Arthur’s daddy had to pitch in too. Quite often he’d be feeding Arthur at 3am, whilst I was attached to the breast pump. In the day, play dates and family visits were arranged around pumping times and when I visited loved ones, I’d often escape to the spare room to express.
When Arthur got to six months, we started to wean him and at this stage I decided to pack the double electric pump away. It was a decision that I virtually made overnight. I felt that the pump had served its purpose and I was ready to leave it behind. I had a frozen stash of milk though, so Arthur got one breast-milk feed daily, between the ages of six and nine months.
Looking back at my life with an electric double (plus my manual breast pump)

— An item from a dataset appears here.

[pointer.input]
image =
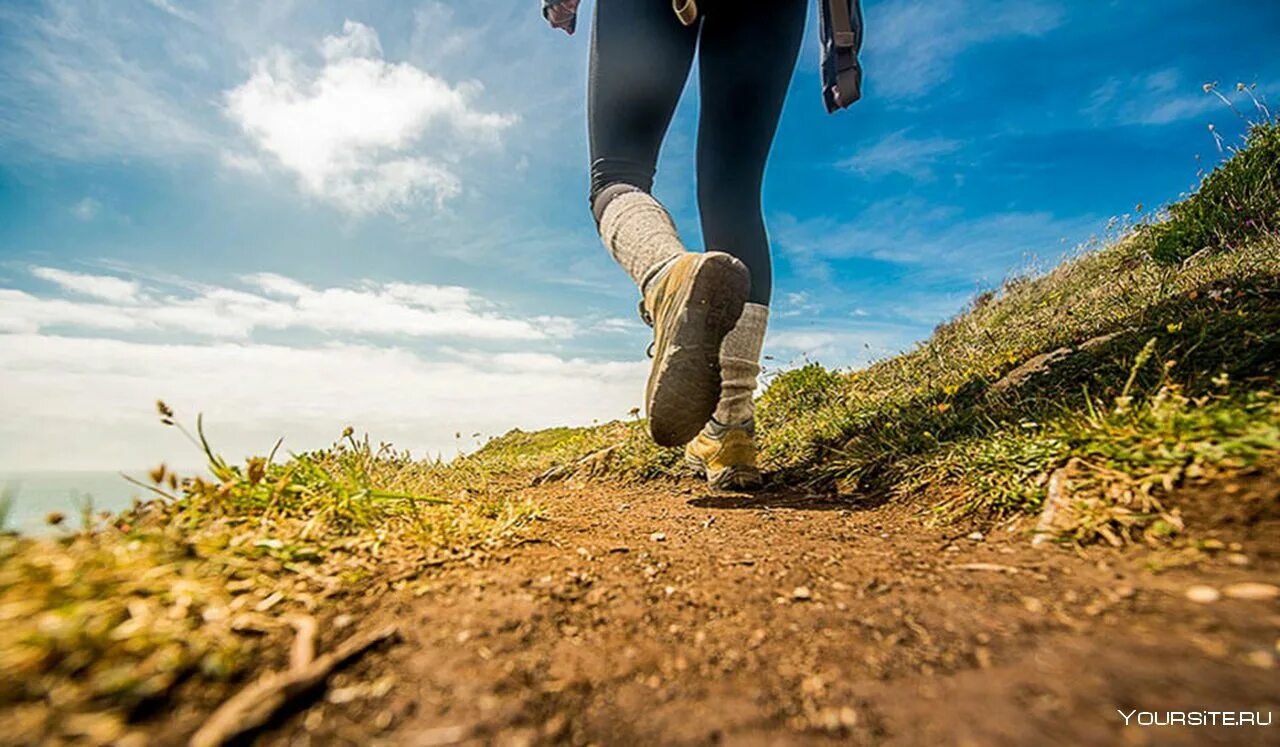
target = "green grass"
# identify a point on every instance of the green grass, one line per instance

When I look back on that period, if I’m being honest, I realise that I pushed myself pretty hard. I was hooked up to my electric double breast pump a lot and I put a lot of pressure on myself to produce that milk.
The double pump helped me to produce lots of milky goodness, but I didn’t go easy on myself. I could have worked some extra formula feeds into our routine and I failed to use my manual breast pump enough. Using a manual pump would have been easier when I went to visit friends and family.
That said, electric breast pumps certainly have their place is you’re exclusively pumping and I am glad that I found a way of feeding my son that worked for me and my family.
Being able to feed Arthur my breast milk, despite not being able to breastfeed in the traditional sense, made me feel empowered and I’ll forever be grateful for the support that the midwives at my local hospital and the volunteers at Breastfeeding Together gave me. I was sent a certificate to congratulate me on giving my baby breast milk for six weeks. I remember that felt like such an achievement at the time and I still have it, tucked away in Arthur’s keepsake box.
Advice for others using an electric breast pump
So if you want to breastfeed, but it doesn’t quite work for you, then there are alternative solutions. Ask for help, speak to your local midwife, find out what resources are available in your local area and do what makes you feel comfortable.
Double electric breast pumps certainly have their place, but if you decide to get one, please be kind to yourself. Being able to use your breasts to feed your baby is important if that’s what you want, but so is your mental health. Don’t let your electric double take over your life, because pumping is not the be all and end all.